Forest Orange Lungless Spider

Scientific classification
- Kingdom: Animalia
- Phylum: Arthropoda
- Subphylum: Chelicerata
- Class: Arachnida
- Order: Araneae
- Infraorder: Araneomorphae
- Family: Caponiidae
- Genus: Caponia
- Species: C. forficifera
- Binomial name: Caponia forficifera Purcell, 1904

= Caponia forficifera =

- Authority: Purcell, 1904

Species of spider

Caponia forficifera is a species of spider of the genus Caponia. It is endemic to the Western Cape province of South Africa.

==Distribution==
Caponia forficifera is known from three historical collections in the Western Cape: Knysna, Brandvlei near Worcester, and Swellendam.
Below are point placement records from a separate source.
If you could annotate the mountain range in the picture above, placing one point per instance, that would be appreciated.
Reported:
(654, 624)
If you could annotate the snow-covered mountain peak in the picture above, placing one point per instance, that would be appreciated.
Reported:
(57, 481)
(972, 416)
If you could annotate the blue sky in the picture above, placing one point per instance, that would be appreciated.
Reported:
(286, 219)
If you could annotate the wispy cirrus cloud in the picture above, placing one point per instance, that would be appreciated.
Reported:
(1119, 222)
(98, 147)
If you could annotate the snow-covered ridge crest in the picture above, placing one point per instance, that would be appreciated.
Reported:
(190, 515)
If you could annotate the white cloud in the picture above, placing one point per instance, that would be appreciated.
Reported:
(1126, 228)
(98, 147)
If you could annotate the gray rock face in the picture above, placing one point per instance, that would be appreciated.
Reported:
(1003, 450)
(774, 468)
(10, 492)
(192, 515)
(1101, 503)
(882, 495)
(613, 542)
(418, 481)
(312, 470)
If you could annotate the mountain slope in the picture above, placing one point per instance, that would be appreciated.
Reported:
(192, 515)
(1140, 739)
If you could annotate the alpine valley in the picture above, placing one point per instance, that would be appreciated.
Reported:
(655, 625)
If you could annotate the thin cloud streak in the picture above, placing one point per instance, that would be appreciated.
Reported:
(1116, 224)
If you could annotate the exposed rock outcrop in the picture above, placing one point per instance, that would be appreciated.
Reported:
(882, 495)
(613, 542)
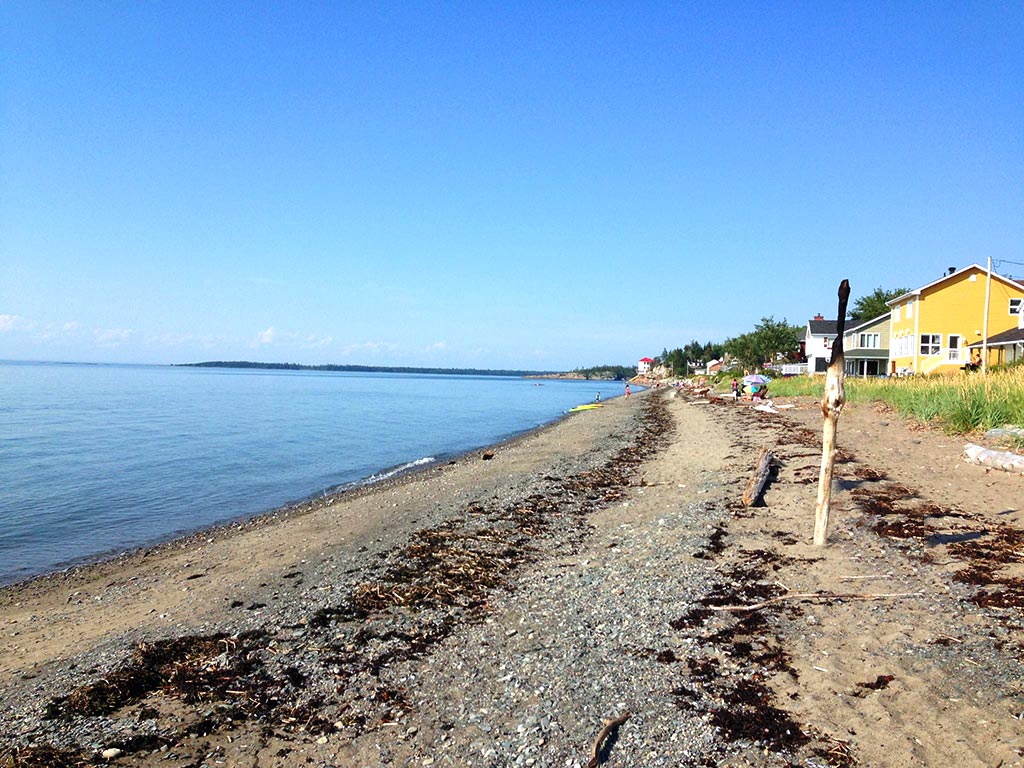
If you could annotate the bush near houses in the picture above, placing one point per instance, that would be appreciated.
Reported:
(957, 404)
All specimens were collected between 1896 and 1900.

==Habitat==
The species is a free-living ground dweller sampled from the Forest Biome. The specific habitat preferences for this species remain unknown due to the limited collection data.

==Conservation==
Caponia forficifera is listed as Data Deficient for taxonomic reasons. The species is found at elevations ranging from 120 to 566 metres above sea level. The species is known from three old collections from Knysna (1896), Brandvlei near Worcester (1900), and Swellendam (around 1900). The status remains obscure and more sampling is needed to collect females and determine the species range.

The species is protected in the Knysna Forest.

==Description==

Only males are currently known for this species.